Anne-babasının sözünün üstüne söz, ciğerlerinin üstüne köz düşürmekten imtina eden bir nesilden sonra, bu gibi vakalar cidden vahim.
Evladıyla arkadaş olduğunu iftiharla söylemek devrindeyiz.
Evet çocuğumuzla dost oluruz. Olmalıyız. Arkadaşlık, yarenlik de yaparız. Ama bu bizim onların büyüğü olduğumuz gerçeğini unutturmamalı.
Ana-baba hakkında, evlatlık sorumluluklarının hatırlatılması noktasında, ‘Kur'an ne emrediyor, Efendimiz Hz. Muhammed'in (s.a.v) çizgisi nedir?’i sıklıkla es geçiyoruz.
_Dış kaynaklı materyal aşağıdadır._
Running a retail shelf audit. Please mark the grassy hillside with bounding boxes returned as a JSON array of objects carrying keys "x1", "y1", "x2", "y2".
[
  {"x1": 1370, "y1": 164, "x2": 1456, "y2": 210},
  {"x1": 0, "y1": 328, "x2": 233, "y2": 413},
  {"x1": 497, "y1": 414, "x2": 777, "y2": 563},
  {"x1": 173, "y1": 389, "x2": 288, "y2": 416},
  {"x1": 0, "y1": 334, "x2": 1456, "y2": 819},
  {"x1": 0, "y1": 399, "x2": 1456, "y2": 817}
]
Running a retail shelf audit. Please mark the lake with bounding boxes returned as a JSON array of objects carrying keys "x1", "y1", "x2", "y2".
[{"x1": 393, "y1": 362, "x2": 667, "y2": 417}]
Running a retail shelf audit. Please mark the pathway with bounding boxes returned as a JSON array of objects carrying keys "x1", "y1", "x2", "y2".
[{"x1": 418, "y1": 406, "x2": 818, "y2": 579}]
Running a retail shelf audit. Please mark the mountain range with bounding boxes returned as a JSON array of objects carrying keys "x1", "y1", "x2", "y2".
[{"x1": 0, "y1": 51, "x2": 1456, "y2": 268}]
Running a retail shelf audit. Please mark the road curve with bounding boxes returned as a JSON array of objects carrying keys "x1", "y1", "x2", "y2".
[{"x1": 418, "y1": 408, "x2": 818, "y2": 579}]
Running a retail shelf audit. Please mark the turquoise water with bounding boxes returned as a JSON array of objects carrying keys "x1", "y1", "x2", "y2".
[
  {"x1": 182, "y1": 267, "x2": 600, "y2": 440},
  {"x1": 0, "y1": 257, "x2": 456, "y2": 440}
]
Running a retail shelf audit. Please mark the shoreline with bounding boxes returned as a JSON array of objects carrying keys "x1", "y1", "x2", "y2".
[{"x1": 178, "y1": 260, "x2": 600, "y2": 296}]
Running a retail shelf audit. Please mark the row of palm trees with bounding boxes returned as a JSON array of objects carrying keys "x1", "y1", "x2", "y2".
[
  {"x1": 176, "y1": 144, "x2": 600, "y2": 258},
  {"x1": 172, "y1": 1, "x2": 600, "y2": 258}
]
Diğerlerini bilemem. Hizmet erbabı olanların, tebliğ ve tavsiye makamında oturanların vazifesi ilk evvelâ ailesi olmalıdır.
Toplumun temel taşı aile güçlendirilemez, sağlam ve düzgün temeller üzerine oturtulmaz ise, ne yapsak boş.
Tebliğ yaparken ailemizi unutuyoruz galiba...
Peygamberimize (s.a.v) bakıyoruz:
Tebliğ ve irşada ilk önce ailesinden başlamamış mıdır?
Dar daireden, geniş daireye doğru metod uygulamıştır.
Derdimiz; önce ailemizi ateşten koruyan, istikamet üzere yaşayıp rol model olmak olmalı.
Diğerleri bundan sonra gelecektir.
Hatta bunun tersi durumlarda, çocukların sevgisi eleştiriye, uzaklaşmaya, zıtlaşmaya, isyana belki de nefrete dönüşebiliyor.
Egolarımız, aynaya bakmamıza engel oluyor.
"Nerede eksiğiz?" sorusunu bize sordurtmuyor.
Öz eleştiriyi zaaf, nefsimize suç bulmayı acizlik görüyoruz.
Biz tohumları atmaya, bıkmadan usanmadan devam edersek, günü geldiğinde yeşereceğini ummak hakkımız olur.
Eskilerin "Ot kökün üstünde biter" deyimi, tam da bu konunun özetidir.
Ne kadar sahih bilmiyorum. Bir nakile göre, "Ahirzamanda köleler, efendilerini doğuracak" denmekte.
Evlatlarımız kölemiz de olmasın, efendimiz de. Herkes yerini, konumunu, önceliğini, haklarını, vazife ve sorumluluğunu bilse yeterlidir.
Sevgi-saygı-edep-iman ile şekillenen aileler, dev toplum aynasıdır.
Üçüncü sayfa haberlerine konu olan bu gibi vahim olaylar, aslında başımızı ellerimizin arasına alıp, derin derin düşünecek kadar büyük ve elzemdir.